I understand that numerically averaging angles (which I will call the $shortcut$ average for convenience) is in general going to produce a very different result than converting to cartesian unit coordinates, averaging those values, converting to polar coordinates, and then getting the argument (which I will call the $correct$ average).

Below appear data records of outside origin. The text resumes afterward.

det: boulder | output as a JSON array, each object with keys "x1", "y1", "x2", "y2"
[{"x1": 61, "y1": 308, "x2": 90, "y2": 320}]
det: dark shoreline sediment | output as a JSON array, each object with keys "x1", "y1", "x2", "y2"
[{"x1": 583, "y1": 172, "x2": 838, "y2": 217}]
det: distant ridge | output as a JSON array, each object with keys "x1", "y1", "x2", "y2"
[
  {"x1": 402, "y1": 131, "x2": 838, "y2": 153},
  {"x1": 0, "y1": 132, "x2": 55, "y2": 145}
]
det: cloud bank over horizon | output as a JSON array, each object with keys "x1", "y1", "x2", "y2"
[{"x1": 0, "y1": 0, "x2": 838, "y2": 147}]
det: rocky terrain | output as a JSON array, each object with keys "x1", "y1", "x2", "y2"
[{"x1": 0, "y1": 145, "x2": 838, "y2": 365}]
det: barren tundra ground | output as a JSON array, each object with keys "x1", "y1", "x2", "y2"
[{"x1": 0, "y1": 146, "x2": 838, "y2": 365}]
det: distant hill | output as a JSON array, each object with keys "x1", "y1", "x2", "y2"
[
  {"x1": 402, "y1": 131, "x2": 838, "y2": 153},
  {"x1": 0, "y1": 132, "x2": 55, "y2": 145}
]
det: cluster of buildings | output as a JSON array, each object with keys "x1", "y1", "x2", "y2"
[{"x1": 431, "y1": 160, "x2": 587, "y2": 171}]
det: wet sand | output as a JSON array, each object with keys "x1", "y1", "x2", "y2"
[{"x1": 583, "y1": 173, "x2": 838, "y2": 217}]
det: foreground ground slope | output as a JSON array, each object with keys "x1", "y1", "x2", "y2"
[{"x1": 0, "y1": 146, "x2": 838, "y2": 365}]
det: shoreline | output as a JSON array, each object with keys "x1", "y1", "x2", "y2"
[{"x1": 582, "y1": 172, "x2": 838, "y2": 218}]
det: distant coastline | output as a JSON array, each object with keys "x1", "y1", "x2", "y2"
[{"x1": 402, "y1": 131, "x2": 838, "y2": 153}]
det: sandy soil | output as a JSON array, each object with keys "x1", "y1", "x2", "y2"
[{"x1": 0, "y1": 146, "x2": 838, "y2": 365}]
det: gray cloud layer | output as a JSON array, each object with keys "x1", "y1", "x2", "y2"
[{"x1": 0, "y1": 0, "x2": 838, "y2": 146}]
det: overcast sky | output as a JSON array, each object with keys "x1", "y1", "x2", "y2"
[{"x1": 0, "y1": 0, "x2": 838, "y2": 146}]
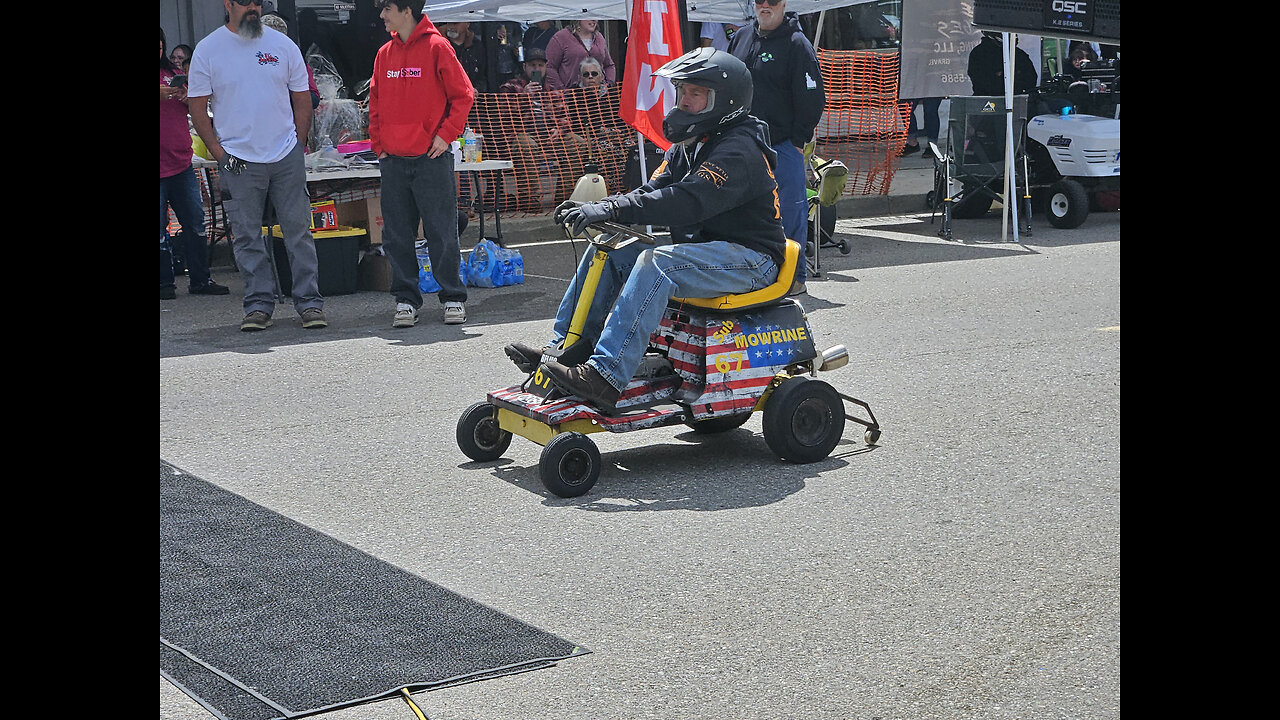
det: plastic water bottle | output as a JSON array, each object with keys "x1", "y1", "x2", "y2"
[
  {"x1": 568, "y1": 163, "x2": 609, "y2": 202},
  {"x1": 462, "y1": 128, "x2": 476, "y2": 163}
]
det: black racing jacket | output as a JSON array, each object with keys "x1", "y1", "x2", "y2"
[
  {"x1": 728, "y1": 12, "x2": 827, "y2": 147},
  {"x1": 609, "y1": 115, "x2": 786, "y2": 266}
]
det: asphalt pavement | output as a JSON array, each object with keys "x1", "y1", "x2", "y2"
[{"x1": 160, "y1": 159, "x2": 1120, "y2": 720}]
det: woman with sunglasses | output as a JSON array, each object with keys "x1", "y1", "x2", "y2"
[
  {"x1": 160, "y1": 28, "x2": 230, "y2": 300},
  {"x1": 728, "y1": 0, "x2": 827, "y2": 295},
  {"x1": 547, "y1": 20, "x2": 614, "y2": 90},
  {"x1": 564, "y1": 58, "x2": 626, "y2": 188}
]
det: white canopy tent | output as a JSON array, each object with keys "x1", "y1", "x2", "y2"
[{"x1": 422, "y1": 0, "x2": 870, "y2": 23}]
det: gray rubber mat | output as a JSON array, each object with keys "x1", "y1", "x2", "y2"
[{"x1": 160, "y1": 460, "x2": 589, "y2": 720}]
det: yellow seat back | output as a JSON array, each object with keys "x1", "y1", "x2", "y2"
[{"x1": 672, "y1": 238, "x2": 800, "y2": 310}]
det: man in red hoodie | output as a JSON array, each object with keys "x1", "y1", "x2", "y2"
[{"x1": 369, "y1": 0, "x2": 475, "y2": 328}]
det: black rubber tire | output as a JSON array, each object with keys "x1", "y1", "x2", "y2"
[
  {"x1": 457, "y1": 402, "x2": 511, "y2": 462},
  {"x1": 763, "y1": 377, "x2": 845, "y2": 464},
  {"x1": 538, "y1": 433, "x2": 600, "y2": 497},
  {"x1": 1047, "y1": 178, "x2": 1089, "y2": 231},
  {"x1": 685, "y1": 411, "x2": 751, "y2": 436}
]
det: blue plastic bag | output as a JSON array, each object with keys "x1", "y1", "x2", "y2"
[
  {"x1": 466, "y1": 238, "x2": 525, "y2": 287},
  {"x1": 413, "y1": 240, "x2": 470, "y2": 293}
]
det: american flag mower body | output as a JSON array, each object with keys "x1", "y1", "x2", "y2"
[{"x1": 457, "y1": 223, "x2": 881, "y2": 497}]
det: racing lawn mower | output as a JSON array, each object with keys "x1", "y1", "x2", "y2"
[
  {"x1": 925, "y1": 75, "x2": 1120, "y2": 234},
  {"x1": 1027, "y1": 63, "x2": 1120, "y2": 229},
  {"x1": 457, "y1": 222, "x2": 881, "y2": 497}
]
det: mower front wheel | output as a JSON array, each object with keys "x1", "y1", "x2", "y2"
[
  {"x1": 538, "y1": 433, "x2": 600, "y2": 497},
  {"x1": 1048, "y1": 178, "x2": 1089, "y2": 231},
  {"x1": 457, "y1": 402, "x2": 511, "y2": 462}
]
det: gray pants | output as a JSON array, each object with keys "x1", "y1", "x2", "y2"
[
  {"x1": 218, "y1": 145, "x2": 324, "y2": 315},
  {"x1": 379, "y1": 152, "x2": 467, "y2": 309}
]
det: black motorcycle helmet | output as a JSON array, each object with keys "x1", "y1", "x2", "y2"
[{"x1": 653, "y1": 47, "x2": 751, "y2": 143}]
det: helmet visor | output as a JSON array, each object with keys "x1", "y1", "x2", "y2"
[{"x1": 672, "y1": 82, "x2": 716, "y2": 117}]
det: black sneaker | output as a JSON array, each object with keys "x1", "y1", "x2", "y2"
[
  {"x1": 188, "y1": 281, "x2": 232, "y2": 295},
  {"x1": 300, "y1": 307, "x2": 329, "y2": 329}
]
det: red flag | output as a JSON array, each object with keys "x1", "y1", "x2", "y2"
[{"x1": 618, "y1": 0, "x2": 684, "y2": 150}]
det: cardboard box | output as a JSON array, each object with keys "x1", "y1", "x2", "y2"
[
  {"x1": 338, "y1": 197, "x2": 383, "y2": 245},
  {"x1": 338, "y1": 197, "x2": 426, "y2": 245},
  {"x1": 271, "y1": 225, "x2": 366, "y2": 296},
  {"x1": 311, "y1": 200, "x2": 338, "y2": 231},
  {"x1": 356, "y1": 252, "x2": 392, "y2": 292}
]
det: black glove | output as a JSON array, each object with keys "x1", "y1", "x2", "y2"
[
  {"x1": 564, "y1": 200, "x2": 617, "y2": 234},
  {"x1": 552, "y1": 200, "x2": 582, "y2": 225},
  {"x1": 218, "y1": 152, "x2": 244, "y2": 176}
]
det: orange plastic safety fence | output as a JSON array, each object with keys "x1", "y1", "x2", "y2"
[
  {"x1": 814, "y1": 49, "x2": 910, "y2": 195},
  {"x1": 458, "y1": 85, "x2": 637, "y2": 217}
]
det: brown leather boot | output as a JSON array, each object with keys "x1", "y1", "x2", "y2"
[{"x1": 543, "y1": 360, "x2": 621, "y2": 410}]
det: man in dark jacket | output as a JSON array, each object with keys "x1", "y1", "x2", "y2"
[
  {"x1": 728, "y1": 0, "x2": 827, "y2": 293},
  {"x1": 969, "y1": 31, "x2": 1036, "y2": 96},
  {"x1": 507, "y1": 47, "x2": 786, "y2": 409}
]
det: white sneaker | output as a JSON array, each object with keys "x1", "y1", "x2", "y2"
[
  {"x1": 444, "y1": 302, "x2": 467, "y2": 325},
  {"x1": 392, "y1": 302, "x2": 417, "y2": 328}
]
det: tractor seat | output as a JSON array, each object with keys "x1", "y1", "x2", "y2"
[{"x1": 671, "y1": 238, "x2": 800, "y2": 310}]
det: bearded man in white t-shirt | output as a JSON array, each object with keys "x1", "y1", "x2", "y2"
[{"x1": 187, "y1": 0, "x2": 328, "y2": 331}]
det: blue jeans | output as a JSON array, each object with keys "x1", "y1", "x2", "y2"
[
  {"x1": 773, "y1": 140, "x2": 809, "y2": 282},
  {"x1": 552, "y1": 241, "x2": 778, "y2": 391},
  {"x1": 379, "y1": 152, "x2": 467, "y2": 309},
  {"x1": 218, "y1": 145, "x2": 324, "y2": 315},
  {"x1": 160, "y1": 165, "x2": 209, "y2": 288}
]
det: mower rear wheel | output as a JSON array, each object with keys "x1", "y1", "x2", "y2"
[
  {"x1": 457, "y1": 402, "x2": 511, "y2": 462},
  {"x1": 538, "y1": 433, "x2": 600, "y2": 497},
  {"x1": 1048, "y1": 178, "x2": 1089, "y2": 231},
  {"x1": 951, "y1": 188, "x2": 996, "y2": 215},
  {"x1": 685, "y1": 410, "x2": 751, "y2": 436},
  {"x1": 763, "y1": 375, "x2": 845, "y2": 464}
]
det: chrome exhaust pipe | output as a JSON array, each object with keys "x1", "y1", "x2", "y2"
[{"x1": 818, "y1": 345, "x2": 849, "y2": 370}]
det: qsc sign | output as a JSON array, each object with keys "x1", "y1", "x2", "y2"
[{"x1": 1044, "y1": 0, "x2": 1093, "y2": 32}]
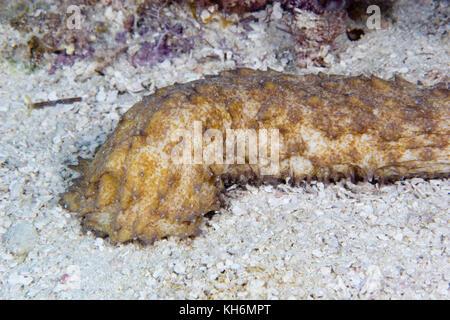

I will call the difference between these results the $error$.
However, my intuition tells me that the closer the angles are numerically, the closer the $shortcut$ average of those angles is to the $correct$ average. The extreme case being points on a line, where the 'angle' between them is proportional to their straight-line distance, and the $error$ is $0$.
I would like to know how significant the $error$ is between the $correct$ and $shortcut$ averages, depending on how numerically close the angles are, and, specifically, how significant the $error$ is when the angles are within a half turn of each other (but without crossing $0$).
Motivation
As suggested by the way I've named the methods above, the $shortcut$ method is simpler to perform and seems (by inspection) to produce intuitive results in some cases (i.e. when the angles are close); however I do not have the intuition to find examples to determine if the values produced by this method are exactly correct, nearly correct, or actually very incorrect.
Additionally, if it is correct for values within a half turn from each other, I wonder how this can be explained rigorously.
Appendix A : Shortcut method
Directly averaging the angles:
$\bar\phi={1 \over n}\sum_{i=1}^{n}\phi_i$
Appendix B : Correct method
Converting to the corresponding point on the unit circle, finding the average point, then finding the angle of this point:
$\bar\phi=arg({1 \over n} \sum_{k=1}^{n}e^{i\phi_k})$
I assume that by "converting to Cartesian coordinates" you mean constructing the vector $(\cos\theta,\sin\theta)$, or equivalently the complex number $\exp i\theta,$ for an angle $\theta$. Then your question is equivalent to comparing the two angles $\theta_s = \langle\theta\rangle$ and $\theta_c = \arg\langle\exp i\theta\rangle$, where the angle brackets denotes the average over all angles $\theta$. To start with, let's get rid of the $\arg$ by converting to Cartesian coordinates once again, yielding $z_s=\exp i\langle\theta\rangle$ versus $z_c=\langle\exp i\theta\rangle$: How does the direction of the mean angle compare to the mean direction of the angles? Of course, we should remember to ignore the magnitudes of the vectors in this case, since it is only the direction that matters in the end.
Without loss of generality, we can shift all the angles so that their mean is zero. Then $z_s=\exp0=1$. One simple observation is that if the distribution of angles is symmetrical about the mean, i.e. for every $\theta$ there is also a $-\theta$, then $z_c$ is also purely real, and so their directions agree. Thus for a symmetrical distribution there is no difference between the two quantities.
For a general distribution, we can use the Taylor series of $\exp$, yielding $$\begin{align} z_c &= \left\langle 1+i\theta + \frac{i^2}{2!}\theta^2 + \frac{i^3}{3!}\theta^3 + \cdots\right\rangle \\ &= 1 + i\langle\theta\rangle - \frac{1}{2!}\langle\theta^2\rangle - \frac{i}{3!}\langle\theta^3\rangle + \cdots \\ &= \left(1 - \frac12\langle\theta^2\rangle + \cdots\right) + i\left(-\frac16\langle\theta^3\rangle + \cdots\right). \end{align}$$ If the angles $\theta$ are small, the higher-order terms may be neglected, and we see that the directions of $z_c$ and $z_s$ differ by approximately an angle $\frac{\langle\theta^3\rangle/6}{1 - \langle\theta^2\rangle/2}$. This is related to the skewness of the distribution, $\gamma_1 = \langle\theta^3\rangle/\langle\theta^2\rangle^{3/2}$, which indeed measures the deviation from symmetry.